I ordered the X-T5 with the 16-80 “kit” lens. I don’t like zooms, and I don’t love f4 lenses, but it’s a nice all-arounder in a pinch and a cheap way to get it. I have the 23 f2, 35 f1.4, and 56 1.2 on the way.
I’ve stopped scanning film with a digital camera, so I shouldn’t miss the Lumix S5 and Macro, which I’ve traded for the Fuji lenses. I can change my mind pretty inexpensively with the Fuji 60mm macro any time.
I have come very close to buying another Leica M10-R, but I’m going to see how it feels to use the Fuji for digital.
I took the above photo while waiting for a friend to arrive at the restaurant and I love it.
It’s a film photo. It’s slightly misfocused. It’s boring. But still, I keep looking at it. I made an 8×10 darkroom print that I’ll probably mount and hang.
What is it about photos like this that I like so much? Honestly, I don’t know, but I expect that it’s all about what it represents to me. The photo in the restaurant, for example, reminds me of friends. And of my favorite restaurant. And my favorite “Ultimate” margarita. It may not be art, but it’s meaningful to me, and that’s become the most important part.
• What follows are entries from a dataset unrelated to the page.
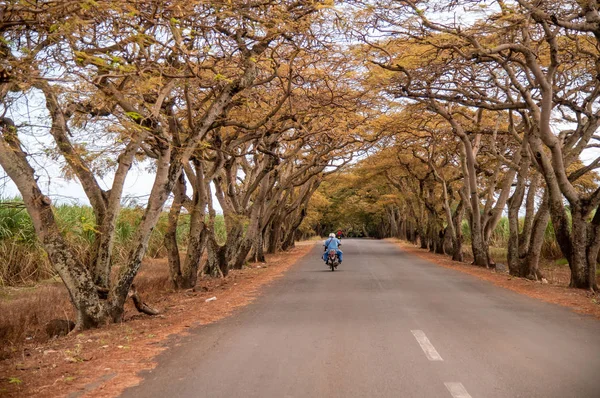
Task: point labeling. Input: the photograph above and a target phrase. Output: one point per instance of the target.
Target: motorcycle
(332, 260)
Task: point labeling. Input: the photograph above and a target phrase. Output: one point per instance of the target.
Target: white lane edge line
(426, 346)
(457, 390)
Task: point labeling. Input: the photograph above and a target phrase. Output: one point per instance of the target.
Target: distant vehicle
(332, 260)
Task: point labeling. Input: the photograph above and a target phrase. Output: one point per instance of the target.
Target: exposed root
(139, 303)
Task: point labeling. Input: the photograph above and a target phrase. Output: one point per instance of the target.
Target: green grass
(23, 261)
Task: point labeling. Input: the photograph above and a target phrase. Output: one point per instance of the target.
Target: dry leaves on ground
(105, 361)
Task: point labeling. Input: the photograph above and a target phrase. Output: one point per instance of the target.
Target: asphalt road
(386, 324)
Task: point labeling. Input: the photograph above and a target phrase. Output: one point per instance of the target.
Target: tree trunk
(170, 238)
(529, 264)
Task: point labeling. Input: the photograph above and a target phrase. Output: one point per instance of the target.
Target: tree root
(139, 303)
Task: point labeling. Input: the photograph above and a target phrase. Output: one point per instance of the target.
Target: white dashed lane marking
(426, 345)
(457, 390)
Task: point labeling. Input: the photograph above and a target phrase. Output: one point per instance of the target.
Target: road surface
(387, 324)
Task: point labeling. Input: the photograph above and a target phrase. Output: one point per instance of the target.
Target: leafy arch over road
(257, 104)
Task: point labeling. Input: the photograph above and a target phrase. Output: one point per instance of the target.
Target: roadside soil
(103, 362)
(555, 292)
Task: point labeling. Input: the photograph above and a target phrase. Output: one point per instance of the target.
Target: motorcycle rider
(332, 243)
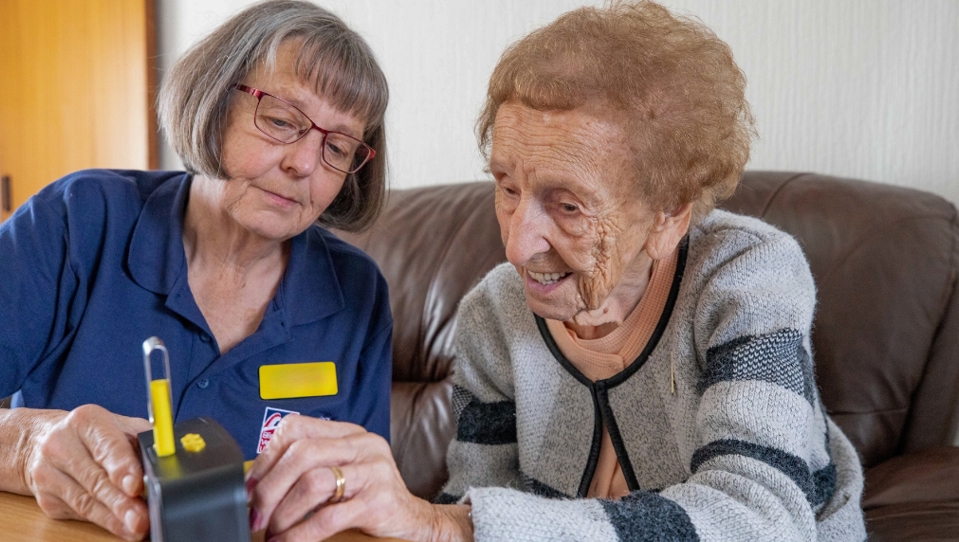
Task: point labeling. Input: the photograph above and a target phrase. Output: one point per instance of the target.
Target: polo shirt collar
(310, 289)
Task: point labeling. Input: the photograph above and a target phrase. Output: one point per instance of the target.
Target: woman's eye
(280, 123)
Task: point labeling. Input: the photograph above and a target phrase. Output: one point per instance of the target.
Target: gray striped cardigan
(740, 450)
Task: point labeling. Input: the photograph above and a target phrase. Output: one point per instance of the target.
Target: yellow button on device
(298, 380)
(192, 442)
Sometimes I notice the Leica M10-R sitting forlornly on my desk and I’m reminded that I don’t deserve it. A camera like that should be used, and used a lot. Mine mostly sits around waiting for me to take another selfie or photo of my dog. That’s a lot of money tied up in what most people do (and often better) with their phones.
While I’ve been a little obsessed with the MP since getting it, my M6 is a special camera and deserves some attention. I put a roll of HP5 through it today. It really is a great camera. And that little Voigtlander 35mm Color-Skopar suprises me.
The usual suspects, namely, photos of my dog and self-portraits.
Had brunch at my parents’ house yesterday to celebrate Mother’s Day. It was nice. My mom has been suffering from pain in her leg for a few weeks, but the combination of new meds and time seems to have helped quite a lot. I took the Leica Q2 Monochrom and made a few snaps. Here are my favorites from the day.
The M10-R is an astonishingly good camera. World-beating build quality, timeless design, and a fantastic 40-megapixel sensor, all in a small, beautiful package.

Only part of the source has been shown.